Confusion matrix or equivalent visualization

Imagine a saved model tested on 100 samples before saving and after loading. The confusion matrix should be the same:

      | Predicted Positive | Predicted Negative |
      |--------------------|--------------------|
      | True Positive (TP): 40 | False Negative (FN): 10 |
      | False Positive (FP): 5 | True Negative (TN): 45 |
    

The totals add up to 100 samples. If the confusion matrix changes after loading, the model persistence failed.

Precision vs Recall tradeoff with examples

Model persistence should keep the balance between precision and recall stable. For example:

  • If precision drops after loading, the model may wrongly label more negatives as positives.
  • If recall drops, the model may miss more positive cases.

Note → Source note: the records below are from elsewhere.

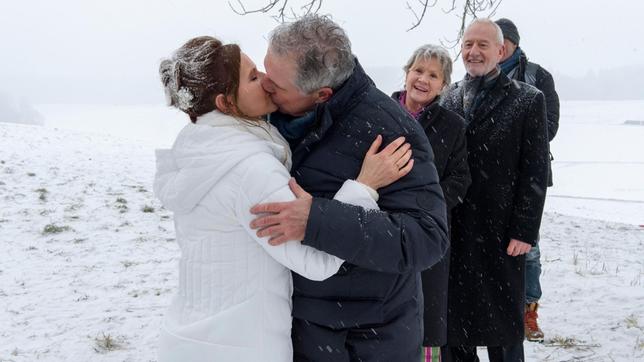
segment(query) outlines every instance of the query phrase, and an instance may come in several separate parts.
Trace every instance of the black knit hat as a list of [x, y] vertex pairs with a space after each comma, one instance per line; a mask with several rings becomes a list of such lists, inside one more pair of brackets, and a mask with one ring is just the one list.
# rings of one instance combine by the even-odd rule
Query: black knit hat
[[512, 20], [501, 18], [495, 21], [495, 23], [499, 26], [499, 28], [501, 28], [501, 31], [503, 32], [503, 38], [508, 39], [516, 45], [519, 45], [521, 36], [519, 36], [519, 29], [517, 29], [517, 26], [514, 25]]

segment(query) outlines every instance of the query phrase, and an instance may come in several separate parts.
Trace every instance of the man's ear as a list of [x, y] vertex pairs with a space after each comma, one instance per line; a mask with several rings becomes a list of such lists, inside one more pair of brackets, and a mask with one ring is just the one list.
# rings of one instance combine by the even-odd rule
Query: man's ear
[[329, 87], [320, 88], [315, 94], [316, 96], [315, 103], [324, 103], [328, 101], [332, 95], [333, 95], [333, 89]]

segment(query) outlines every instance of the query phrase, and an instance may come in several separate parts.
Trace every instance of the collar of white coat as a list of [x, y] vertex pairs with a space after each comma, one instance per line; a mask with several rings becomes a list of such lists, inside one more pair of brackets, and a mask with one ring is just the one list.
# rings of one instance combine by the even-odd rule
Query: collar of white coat
[[275, 126], [265, 120], [247, 120], [214, 110], [199, 116], [196, 124], [212, 127], [232, 127], [252, 133], [253, 135], [267, 141], [269, 147], [280, 162], [282, 162], [289, 171], [291, 169], [291, 149], [288, 141], [282, 137]]

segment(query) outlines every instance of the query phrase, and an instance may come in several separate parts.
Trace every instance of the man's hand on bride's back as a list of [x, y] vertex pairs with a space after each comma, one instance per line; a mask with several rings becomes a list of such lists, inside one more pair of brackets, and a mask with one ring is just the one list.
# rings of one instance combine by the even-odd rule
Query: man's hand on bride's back
[[303, 240], [306, 232], [313, 197], [294, 178], [291, 178], [288, 185], [296, 200], [258, 204], [250, 209], [252, 214], [260, 215], [251, 221], [250, 227], [257, 229], [257, 236], [270, 237], [268, 243], [271, 245], [279, 245], [288, 240]]
[[382, 136], [378, 135], [369, 147], [356, 178], [356, 181], [374, 190], [398, 181], [414, 167], [411, 145], [405, 143], [405, 137], [396, 138], [378, 152], [381, 145]]

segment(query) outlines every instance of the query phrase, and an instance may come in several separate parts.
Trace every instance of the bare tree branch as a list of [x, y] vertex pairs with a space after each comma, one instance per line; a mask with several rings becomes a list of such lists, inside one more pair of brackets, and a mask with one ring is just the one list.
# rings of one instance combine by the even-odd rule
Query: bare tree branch
[[[267, 0], [265, 6], [259, 7], [257, 9], [248, 10], [244, 5], [242, 0], [236, 0], [237, 7], [233, 6], [231, 2], [228, 2], [228, 6], [232, 11], [237, 15], [248, 15], [253, 13], [270, 13], [275, 10], [275, 14], [271, 17], [279, 23], [283, 23], [286, 20], [296, 19], [303, 15], [315, 14], [322, 7], [324, 0], [309, 0], [304, 5], [300, 6], [300, 11], [295, 11], [292, 7], [289, 7], [289, 0]], [[290, 15], [289, 15], [290, 14]]]
[[[275, 14], [272, 16], [276, 21], [283, 23], [286, 20], [296, 19], [302, 15], [309, 15], [317, 13], [322, 7], [324, 0], [303, 0], [304, 5], [300, 6], [299, 11], [295, 11], [292, 7], [288, 7], [289, 0], [266, 0], [266, 5], [257, 9], [248, 10], [244, 6], [243, 0], [236, 0], [237, 8], [234, 7], [231, 2], [228, 2], [228, 6], [239, 15], [247, 15], [252, 13], [270, 13], [274, 9]], [[445, 14], [452, 13], [462, 9], [460, 12], [459, 18], [460, 28], [458, 30], [456, 39], [454, 40], [441, 40], [441, 44], [448, 48], [455, 48], [463, 38], [463, 33], [467, 25], [474, 19], [480, 16], [493, 16], [496, 14], [496, 10], [501, 5], [503, 0], [416, 0], [418, 4], [410, 4], [409, 1], [405, 1], [405, 7], [409, 10], [413, 16], [414, 21], [407, 31], [416, 29], [425, 19], [425, 15], [428, 12], [428, 9], [435, 8], [439, 3], [448, 2], [450, 3], [449, 7], [442, 9]], [[290, 15], [287, 15], [290, 14]], [[449, 43], [451, 45], [445, 45]]]
[[[271, 11], [275, 7], [275, 5], [277, 5], [280, 1], [282, 0], [270, 0], [268, 4], [266, 4], [266, 6], [255, 10], [246, 10], [246, 7], [244, 6], [244, 3], [241, 2], [241, 0], [237, 0], [237, 4], [241, 8], [241, 10], [235, 9], [235, 7], [230, 3], [230, 1], [228, 2], [228, 6], [237, 15], [247, 15], [252, 13], [267, 13]], [[288, 2], [288, 0], [286, 0], [285, 2]]]
[[[317, 6], [316, 6], [317, 5]], [[322, 7], [322, 0], [311, 0], [308, 4], [302, 6], [305, 15], [316, 14]], [[315, 8], [315, 10], [313, 10]]]
[[420, 3], [421, 9], [422, 9], [420, 16], [416, 15], [416, 12], [411, 8], [411, 5], [407, 3], [407, 9], [411, 10], [411, 12], [416, 17], [416, 21], [412, 24], [411, 28], [407, 29], [407, 31], [413, 30], [416, 27], [418, 27], [418, 25], [420, 25], [420, 23], [422, 23], [423, 19], [425, 18], [425, 13], [427, 13], [427, 8], [428, 7], [433, 8], [434, 6], [436, 6], [436, 3], [438, 2], [438, 0], [434, 0], [434, 2], [431, 5], [429, 4], [429, 0], [418, 0], [418, 2]]
[[[465, 0], [465, 3], [462, 5], [462, 12], [459, 15], [461, 19], [461, 24], [457, 33], [457, 36], [453, 40], [443, 39], [440, 41], [441, 45], [446, 48], [454, 49], [458, 46], [463, 38], [465, 33], [465, 28], [472, 20], [479, 18], [481, 16], [492, 17], [496, 14], [496, 10], [501, 5], [503, 0]], [[452, 0], [452, 5], [449, 9], [443, 9], [444, 13], [454, 12], [456, 9], [460, 8], [458, 5], [459, 0]], [[460, 54], [458, 51], [457, 56]]]

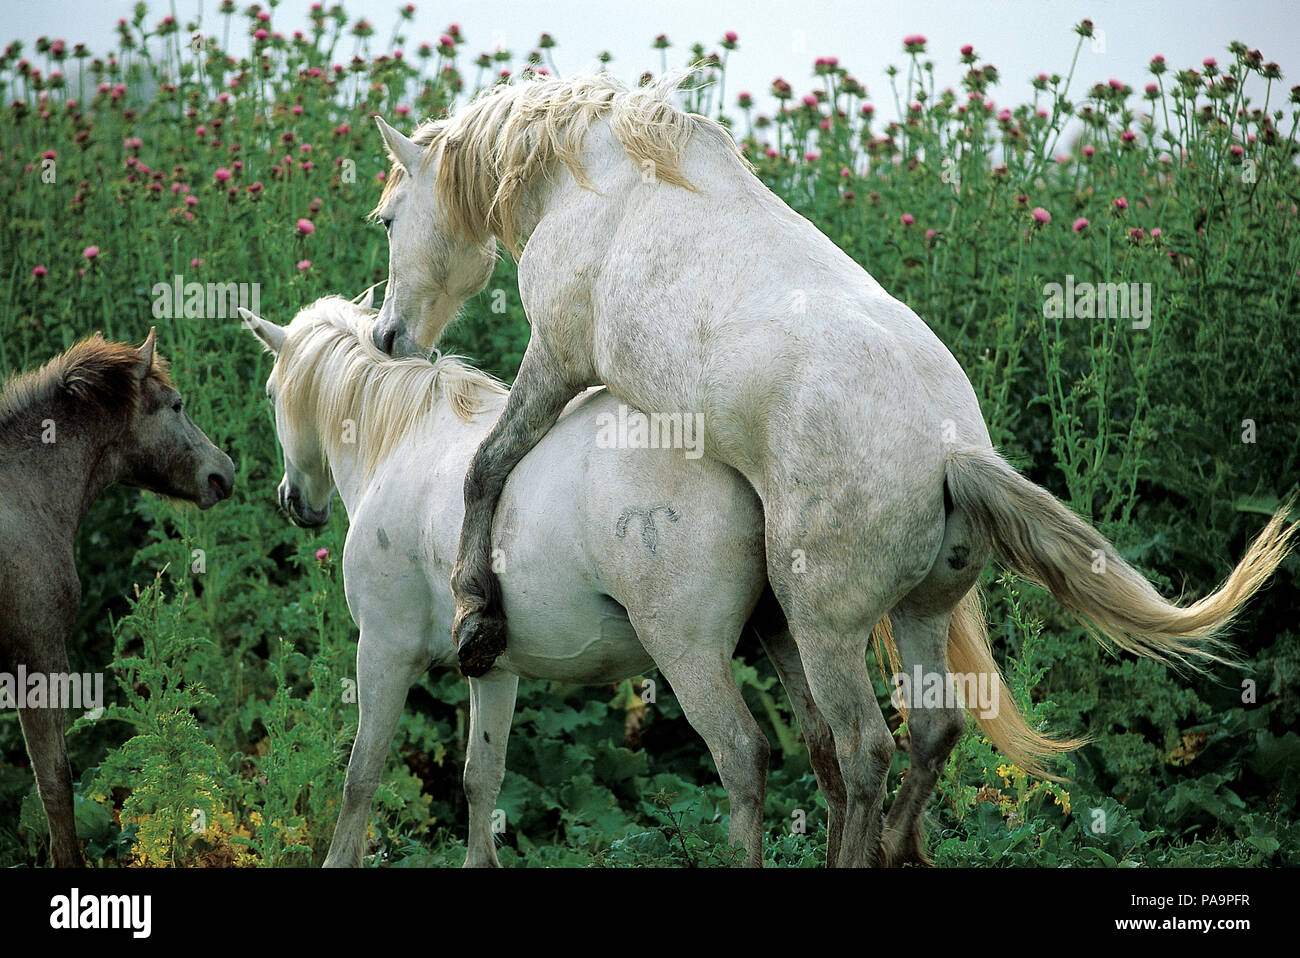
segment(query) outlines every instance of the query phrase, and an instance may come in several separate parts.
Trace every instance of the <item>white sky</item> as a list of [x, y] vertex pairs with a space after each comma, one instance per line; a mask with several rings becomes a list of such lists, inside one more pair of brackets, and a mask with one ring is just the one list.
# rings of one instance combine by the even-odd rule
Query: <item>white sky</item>
[[[238, 9], [247, 5], [248, 0], [240, 0]], [[350, 16], [365, 16], [375, 25], [374, 53], [383, 52], [398, 5], [399, 0], [344, 2]], [[958, 50], [972, 43], [980, 62], [991, 62], [1001, 72], [993, 99], [1022, 102], [1032, 94], [1030, 76], [1068, 70], [1076, 41], [1070, 28], [1084, 17], [1104, 31], [1105, 45], [1094, 51], [1085, 42], [1072, 88], [1076, 100], [1091, 84], [1110, 77], [1140, 93], [1148, 82], [1147, 61], [1155, 53], [1164, 54], [1175, 69], [1199, 69], [1207, 56], [1226, 64], [1230, 40], [1258, 47], [1266, 60], [1281, 65], [1284, 79], [1274, 85], [1272, 107], [1284, 106], [1289, 88], [1300, 83], [1300, 4], [1295, 0], [452, 0], [416, 6], [406, 31], [410, 55], [421, 41], [436, 43], [455, 20], [468, 38], [463, 49], [471, 59], [496, 43], [522, 55], [546, 31], [559, 42], [552, 55], [562, 74], [589, 68], [599, 51], [609, 50], [614, 55], [610, 68], [627, 80], [645, 70], [658, 71], [659, 54], [650, 43], [659, 33], [668, 34], [674, 44], [668, 51], [671, 67], [684, 64], [691, 43], [719, 50], [722, 34], [735, 30], [740, 49], [729, 63], [729, 105], [737, 92], [749, 90], [767, 110], [774, 77], [790, 81], [796, 93], [807, 92], [813, 85], [813, 58], [834, 55], [867, 85], [878, 115], [892, 119], [893, 100], [883, 71], [890, 63], [904, 65], [901, 40], [911, 33], [929, 39], [940, 89], [957, 85], [963, 72]], [[216, 0], [175, 0], [182, 24], [202, 9], [207, 29], [219, 36], [217, 7]], [[287, 0], [273, 11], [273, 27], [286, 35], [306, 29], [308, 7], [309, 0]], [[165, 3], [151, 3], [149, 22], [157, 22], [167, 9]], [[59, 36], [69, 43], [86, 42], [100, 53], [112, 44], [117, 17], [130, 16], [130, 10], [129, 0], [0, 0], [0, 41], [22, 39], [30, 54], [36, 37]], [[242, 14], [233, 22], [245, 36]], [[236, 49], [242, 52], [246, 45]], [[350, 41], [340, 42], [340, 49], [350, 55]], [[470, 82], [473, 76], [472, 69], [467, 71]], [[1262, 105], [1262, 85], [1251, 90], [1255, 105]], [[735, 110], [729, 112], [738, 118]]]

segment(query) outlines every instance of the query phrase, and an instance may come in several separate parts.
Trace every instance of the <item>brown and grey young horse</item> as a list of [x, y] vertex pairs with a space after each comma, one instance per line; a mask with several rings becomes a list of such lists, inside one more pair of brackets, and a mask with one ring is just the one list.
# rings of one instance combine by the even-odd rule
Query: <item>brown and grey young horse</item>
[[1221, 661], [1216, 633], [1294, 527], [1279, 514], [1217, 592], [1167, 602], [993, 450], [970, 381], [920, 317], [670, 94], [608, 74], [546, 78], [497, 86], [414, 140], [380, 121], [394, 168], [375, 211], [389, 238], [376, 344], [434, 343], [488, 282], [497, 240], [519, 255], [532, 326], [465, 479], [462, 667], [481, 672], [504, 647], [493, 510], [565, 404], [603, 382], [646, 413], [700, 414], [705, 454], [762, 502], [768, 578], [834, 735], [837, 864], [902, 861], [964, 723], [950, 702], [912, 709], [910, 770], [882, 821], [894, 742], [868, 680], [877, 622], [892, 621], [907, 672], [943, 675], [951, 630], [984, 628], [962, 609], [997, 553], [1124, 649]]
[[[67, 674], [81, 600], [73, 541], [106, 487], [138, 486], [201, 509], [230, 495], [230, 457], [185, 414], [154, 338], [150, 330], [137, 349], [96, 335], [0, 394], [0, 673], [21, 669], [50, 689]], [[18, 709], [50, 859], [61, 867], [83, 860], [64, 705]]]

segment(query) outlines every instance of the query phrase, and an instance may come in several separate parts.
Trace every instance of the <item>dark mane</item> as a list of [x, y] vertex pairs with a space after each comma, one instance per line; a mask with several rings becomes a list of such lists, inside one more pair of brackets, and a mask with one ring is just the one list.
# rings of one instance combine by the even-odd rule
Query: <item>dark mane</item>
[[[35, 372], [15, 376], [0, 391], [0, 426], [32, 408], [71, 401], [86, 412], [124, 415], [135, 408], [139, 386], [136, 347], [110, 343], [96, 333], [55, 356]], [[154, 353], [149, 378], [171, 386], [167, 361]]]

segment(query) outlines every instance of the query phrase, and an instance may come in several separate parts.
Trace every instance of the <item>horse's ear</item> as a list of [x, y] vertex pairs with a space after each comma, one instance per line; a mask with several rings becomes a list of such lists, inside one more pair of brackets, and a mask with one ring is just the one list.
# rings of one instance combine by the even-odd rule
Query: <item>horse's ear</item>
[[242, 306], [239, 307], [239, 315], [244, 318], [244, 328], [261, 341], [267, 352], [276, 356], [280, 355], [280, 349], [284, 346], [285, 337], [283, 326], [277, 326], [260, 316], [255, 316]]
[[[375, 286], [378, 285], [378, 283], [375, 284]], [[360, 306], [362, 309], [372, 309], [375, 305], [375, 286], [371, 286], [368, 290], [354, 299], [352, 301], [353, 304]]]
[[140, 354], [140, 365], [137, 367], [137, 375], [144, 379], [149, 375], [149, 370], [153, 369], [154, 347], [158, 341], [158, 328], [149, 327], [149, 335], [145, 337], [144, 343], [136, 350]]
[[389, 158], [407, 173], [412, 175], [418, 173], [424, 158], [424, 148], [410, 137], [398, 133], [378, 114], [375, 114], [375, 124], [379, 127], [379, 135], [384, 138], [384, 146], [388, 148]]

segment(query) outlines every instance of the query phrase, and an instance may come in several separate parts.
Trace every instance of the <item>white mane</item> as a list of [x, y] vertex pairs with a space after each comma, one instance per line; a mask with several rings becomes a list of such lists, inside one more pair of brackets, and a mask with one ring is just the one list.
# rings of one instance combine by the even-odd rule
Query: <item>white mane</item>
[[459, 356], [390, 359], [370, 339], [376, 315], [339, 296], [318, 299], [286, 327], [271, 374], [289, 423], [315, 429], [328, 452], [350, 431], [367, 474], [439, 403], [468, 422], [507, 392]]

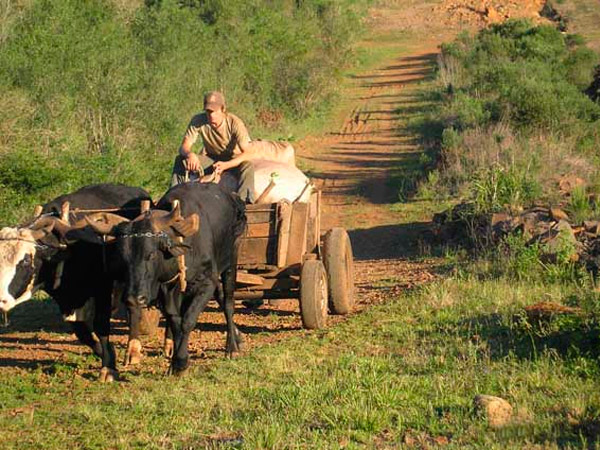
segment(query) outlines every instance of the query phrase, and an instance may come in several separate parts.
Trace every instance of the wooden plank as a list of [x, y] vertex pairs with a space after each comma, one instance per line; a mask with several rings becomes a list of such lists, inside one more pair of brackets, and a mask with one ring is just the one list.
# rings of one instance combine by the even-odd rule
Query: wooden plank
[[248, 229], [246, 230], [245, 237], [253, 238], [253, 237], [277, 236], [274, 228], [275, 228], [275, 224], [271, 223], [271, 222], [251, 223], [251, 224], [248, 224]]
[[262, 286], [265, 279], [261, 276], [254, 275], [246, 272], [238, 272], [236, 275], [235, 282], [238, 284], [249, 284], [253, 286]]
[[290, 243], [290, 224], [292, 221], [292, 205], [282, 202], [279, 205], [279, 239], [277, 240], [277, 266], [287, 264], [287, 252]]
[[240, 243], [238, 264], [273, 264], [277, 256], [274, 238], [244, 238]]
[[311, 195], [308, 203], [308, 221], [306, 225], [306, 251], [308, 253], [316, 253], [319, 245], [319, 202], [317, 197], [317, 195]]
[[246, 220], [249, 224], [274, 222], [276, 217], [275, 208], [261, 211], [246, 210]]
[[302, 255], [306, 253], [307, 221], [308, 203], [295, 203], [292, 205], [290, 243], [286, 258], [287, 265], [302, 262]]

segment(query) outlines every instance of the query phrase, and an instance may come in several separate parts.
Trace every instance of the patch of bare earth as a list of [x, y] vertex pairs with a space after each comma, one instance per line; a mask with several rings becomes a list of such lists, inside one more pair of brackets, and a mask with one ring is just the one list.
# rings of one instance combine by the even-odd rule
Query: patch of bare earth
[[[454, 4], [467, 3], [457, 0]], [[473, 2], [471, 2], [473, 3]], [[484, 2], [485, 3], [485, 2]], [[511, 2], [506, 2], [511, 3]], [[514, 3], [514, 2], [513, 2]], [[433, 72], [438, 46], [457, 29], [450, 2], [397, 1], [371, 11], [370, 25], [377, 36], [398, 32], [414, 33], [412, 42], [380, 67], [350, 77], [344, 87], [341, 116], [328, 134], [307, 137], [297, 143], [299, 156], [314, 171], [323, 192], [323, 230], [333, 226], [348, 229], [355, 255], [357, 307], [360, 312], [407, 289], [432, 280], [437, 262], [423, 260], [419, 246], [427, 223], [407, 223], [401, 210], [389, 205], [398, 199], [389, 183], [394, 170], [418, 159], [423, 149], [415, 136], [400, 124], [420, 108], [416, 87]], [[467, 8], [468, 10], [468, 8]], [[469, 27], [479, 23], [470, 23]], [[384, 43], [387, 42], [387, 43]], [[395, 45], [390, 39], [372, 39], [366, 48]], [[407, 50], [408, 49], [408, 50]], [[11, 324], [0, 329], [0, 373], [39, 368], [52, 373], [56, 363], [77, 364], [77, 355], [89, 350], [77, 343], [62, 323], [57, 308], [48, 302], [20, 305]], [[330, 316], [329, 325], [343, 317]], [[308, 333], [302, 329], [297, 301], [266, 303], [259, 309], [236, 307], [235, 321], [245, 334], [246, 351], [270, 345], [288, 336]], [[114, 320], [115, 342], [120, 356], [126, 346], [126, 324]], [[214, 306], [202, 314], [190, 339], [195, 363], [223, 355], [223, 314]], [[161, 355], [161, 336], [144, 339], [146, 358], [141, 366], [124, 370], [163, 372], [167, 362]], [[82, 375], [93, 378], [99, 368], [91, 363]], [[77, 369], [78, 370], [78, 369]], [[127, 375], [125, 375], [127, 377]]]

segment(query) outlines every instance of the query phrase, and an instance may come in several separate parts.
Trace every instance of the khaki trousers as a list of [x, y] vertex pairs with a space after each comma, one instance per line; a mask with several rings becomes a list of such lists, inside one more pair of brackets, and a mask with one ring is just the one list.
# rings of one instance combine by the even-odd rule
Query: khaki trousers
[[[188, 181], [196, 181], [204, 175], [212, 173], [212, 165], [216, 160], [204, 154], [198, 155], [200, 159], [200, 172], [188, 173]], [[186, 182], [186, 169], [183, 164], [184, 158], [181, 155], [177, 155], [175, 162], [173, 163], [173, 173], [171, 176], [171, 187]], [[240, 198], [246, 203], [253, 203], [254, 198], [254, 167], [249, 161], [244, 161], [239, 166], [230, 169], [231, 172], [239, 180], [238, 194]]]

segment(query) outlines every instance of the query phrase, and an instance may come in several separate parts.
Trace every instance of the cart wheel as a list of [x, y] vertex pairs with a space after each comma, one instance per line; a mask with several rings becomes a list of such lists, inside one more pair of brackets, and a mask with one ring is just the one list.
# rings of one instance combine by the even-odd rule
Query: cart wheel
[[348, 314], [354, 308], [354, 259], [350, 237], [343, 228], [332, 228], [324, 241], [329, 309], [333, 314]]
[[308, 260], [300, 275], [300, 315], [304, 328], [316, 330], [327, 323], [327, 273], [319, 260]]

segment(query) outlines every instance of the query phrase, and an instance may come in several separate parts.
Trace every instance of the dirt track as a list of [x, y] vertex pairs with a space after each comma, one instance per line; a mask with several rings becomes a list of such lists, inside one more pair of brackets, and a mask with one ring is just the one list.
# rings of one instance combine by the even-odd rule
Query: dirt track
[[[431, 5], [403, 3], [410, 8], [372, 11], [375, 28], [387, 33], [423, 26], [427, 37], [412, 43], [409, 50], [399, 49], [397, 56], [376, 70], [349, 78], [337, 129], [296, 145], [304, 163], [314, 168], [323, 191], [323, 229], [343, 226], [350, 232], [356, 260], [357, 311], [434, 277], [432, 262], [414, 258], [419, 236], [427, 225], [405, 223], [402, 211], [389, 208], [397, 201], [397, 188], [390, 186], [388, 179], [394, 168], [418, 159], [422, 151], [403, 124], [420, 107], [415, 87], [432, 74], [437, 46], [452, 32], [427, 28]], [[380, 44], [374, 39], [364, 45]], [[389, 45], [394, 45], [393, 41]], [[238, 306], [235, 320], [246, 335], [246, 351], [305, 333], [298, 312], [296, 301], [266, 304], [257, 310]], [[330, 317], [330, 324], [340, 320], [344, 319]], [[125, 324], [115, 321], [114, 328], [113, 341], [122, 360]], [[166, 370], [160, 341], [160, 337], [145, 339], [146, 358], [141, 366], [130, 369], [132, 373]], [[222, 314], [209, 308], [190, 342], [194, 363], [222, 357]], [[88, 353], [68, 333], [51, 302], [17, 307], [11, 314], [11, 325], [0, 329], [0, 373], [32, 368], [53, 372], [56, 362], [72, 364], [74, 354]], [[81, 375], [93, 377], [97, 368], [97, 363], [90, 362]]]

Both changes hurt deployment trust. Persistence must keep these metrics consistent.

What "good" vs "bad" metric values look like

Good: Model before saving and after loading has the same accuracy, precision, recall, and F1 score. For example, accuracy 90%, precision 85%, recall 80%, F1 82%.

Bad: After loading, accuracy drops to 70%, precision to 60%, recall to 50%. This means the saved model is corrupted or incompatible.

Common pitfalls in model persistence metrics
  • Data leakage: If test data leaks into training, metrics look better but deployment fails.
  • Overfitting: Model performs well on training but poorly after loading on new data.
  • Version mismatch: Saving and loading with different TensorFlow versions can corrupt the model.
  • Incomplete saving: Forgetting to save optimizer state or custom layers causes errors or metric changes.
Self-check question

Your model has 98% accuracy but 12% recall on fraud detection after loading. Is it good for deployment? Why or why not?

Answer: No, it is not good. High accuracy can be misleading if fraud cases are rare. Low recall means the model misses most fraud cases, which is dangerous. Model persistence failed to keep recall high, so deployment is risky.

Key Result
Model persistence must keep key metrics like accuracy, precision, and recall consistent before and after saving to ensure reliable deployment.